ME Project #15: Connected Testbeds for Connected Automated Vehicles
Faculty Mentor: 
Tulga Ersal,
Project Description: Connected testbeds, i.e., remotely accessible testbeds integrated over a network in closed loop, will provide an affordable, repeatable, scalable, and high-fidelity solution for early cyber-physical evaluation of connected automated vehicle (CAV) technologies. Engineering testbeds are critical for empirical validation of new concepts and transitioning new theory to practice. However, the high cost of establishing new testbeds or scaling the existing ones up hinders their wide utilization. Enabling high-fidelity cyber-integration of existing but geographically dispersed testbeds can dramatically increase accessibility to engineering experimentation, just as the internet dramatically increased accessibility to information. This project aims to develop a scientific foundation to support this vision and demonstrate its utility for developing CAV technologies.

ME Project #16: Motion of Water Droplets on Lubricated Surfaces
Faculty Mentor: Solomon Adera,
Project Description: Controlling the motion of droplets on solid surfaces has broad technological implications ranging from microfluidics to thermal management. Past approaches utilized gradients in topography, temperature, chemical composition, surface tension or a combination thereof to manipulate droplets on solid surfaces. In this study, we utilize asymmetry of the wetting ridge to trigger motion of water droplets on lubricated surfaces. Specifically, we will investigate the motion (directionality and speed) of droplets on micro/nanoengineered surfaces. Additionally, we will investigate the criteria and time scale for coalescence. The results of this study will aid the rational design of lubricated surfaces for various engineering applications.

ME Project #17: Millimeter-size Bump Optimization for Fog/Water Harvesting
Faculty Mentor: Solomon Adera,
Project Description: Inspired by the Namib desert beetle, millimeter-size bumps have been demonstrated to enhance fog/water harvesting by directing vapor transport towards the apex of the bump. Experimental results have shown a 6x increase in water collection at the apex of a bump (due to higher vapor concentration gradient) when compared to the flat base. This work, which involves both experiment and modeling, is aimed at optimizing the size (diameter and spacing) of the bumps to maximize fog/water harvesting.
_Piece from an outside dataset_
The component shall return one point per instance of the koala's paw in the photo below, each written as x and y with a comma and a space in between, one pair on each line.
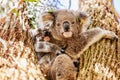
111, 35
58, 52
ME Project #18: Computational Study of Nanoparticle Agglomeration
Faculty Mentor: Angela Violi,
Project Description: Plan and carry out simulations to investigate aggregation of nanoparticles in various environments and the importance of chemical and physical characteristics of the nanomaterial on the mechanisms of growth. Duties will include running computations and simulations of structures searching for optimal mechanisms.  Experience in computer science/machine learning is beneficial.

ME Project #19:Developing a Simulation Analysis Toolkit in Python
Faculty Mentor: Angela Violi,
Project Description: Assist in the development of various post processing tools for molecular dynamics and Monte Carlo simulations. This project will expose you to many standard molecular techniques. Prior knowledge of python is required. Experience in computer science/machine learning is required.

ME Project #20:Computational Study of Biological Systems
Faculty Mentor: Angela Violi,
Project Description: Carry out and analyze simulations of mammalian cells and bacterial cells with and without nanoparticles. You will study how the presence of nanoparticles influence the assembly behavior of proteins, or how the permeation of membranes is influenced by nanoparticles presence. Prior knowledge of python is required, as well as experience in computer science/machine learning.